TOCOM Energy
Where do we stand in latest oil price cycle?
What drives the price of oil starting Monday is this past weekend’s meeting of OPEC+.
A global shortfall in crude oil supply is set to deepen in the third quarter as Saudi Arabia said it will cut its crude output by another 1 million b/d, deepening OPEC+ alliance production cuts to 4.7 million b/d.
The deal also involves a complicated rebalancing of the alliance’s 2024 production baselines from which quotas will be calculated, redistributing allocations in favor of the UAE, with its higher spare capacity. OPEC+ also said in a statement that it will limit combined oil production to 40.463 million bpd over January-December 2024.
Despite the production cuts and demand growth forecasts for this year largely holding up, the May monthly average price for benchmark Middle East Dubai, which is the primary sales-reference price for Middle East oil producers, tumbled over 10% versus April.
Traders had already raised concerns over the sluggish pace of growth in the US and a possible further rate rise, while oil market is weighing Chinese demand, which is the main uncertainty for markets right now.
So it is crucial to take OPEC’s decision in the context of sentiment and market-based positioning, which is extraordinarily fragile and extremely short for now.
The current market is extremely difficult to trade directionally, as oil remains rangebound after it’s 2022 highs of over $100 a barrel. The continuous weakness in the oil price has divided the views of analysts regarding the nature of the latest oil price cycle.
There are short-term oil market data that inform cyclical price changes and longer-term indicators that drive the more structural price, or secular, price level. Any mismatch between supply and demand could cause price swings, after such swings, prices appear to revert to their long-run mean value or long-run marginal cost, which also appear to change over time.
Besides, the structural and the cyclical don’t always align, and this is one of those moments.
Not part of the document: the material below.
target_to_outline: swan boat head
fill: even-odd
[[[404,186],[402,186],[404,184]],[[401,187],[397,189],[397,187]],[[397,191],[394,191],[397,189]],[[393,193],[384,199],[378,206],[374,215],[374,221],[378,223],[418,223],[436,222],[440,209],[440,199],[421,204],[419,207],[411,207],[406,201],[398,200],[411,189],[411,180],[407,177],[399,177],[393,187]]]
What most analyst agree on is that the oil market’s structural outlook is one of tightness, but for the time being it is being offset by cyclical weakness.
On the structural side, some argue that we have entered a world of oil prices being higher for much longer, the reason is that years of underinvestment and steadily rising demand have tipped the market into an undersupply that cannot be fixed quickly or easily.
On the cyclical side, growth cycles in the global economy are incredibly important for commodities markets in general, and oil prices in specific.
While some economists have been projecting a recession just around the corner all year, some argue that the latest downturn is part of a cycle in manufacturing activity and energy prices that has repeated with an average duration of three to four years since the early 1990s. According to the theory, the current slowdown in energy might be a mid-cycle soft patch, and will be followed by a new cyclical rebound although it’s likely to be a below-trend one.
Another thing to note is that global inventories of petroleum and more cyclically sensitive components such as distillates remain below the long-term average. This means that inventories are likely to deplete quickly in the event that the economy gains momentum again leaving little time to rebuild them in the short-term. In the case of low inventory, oil price range may be larger than expected.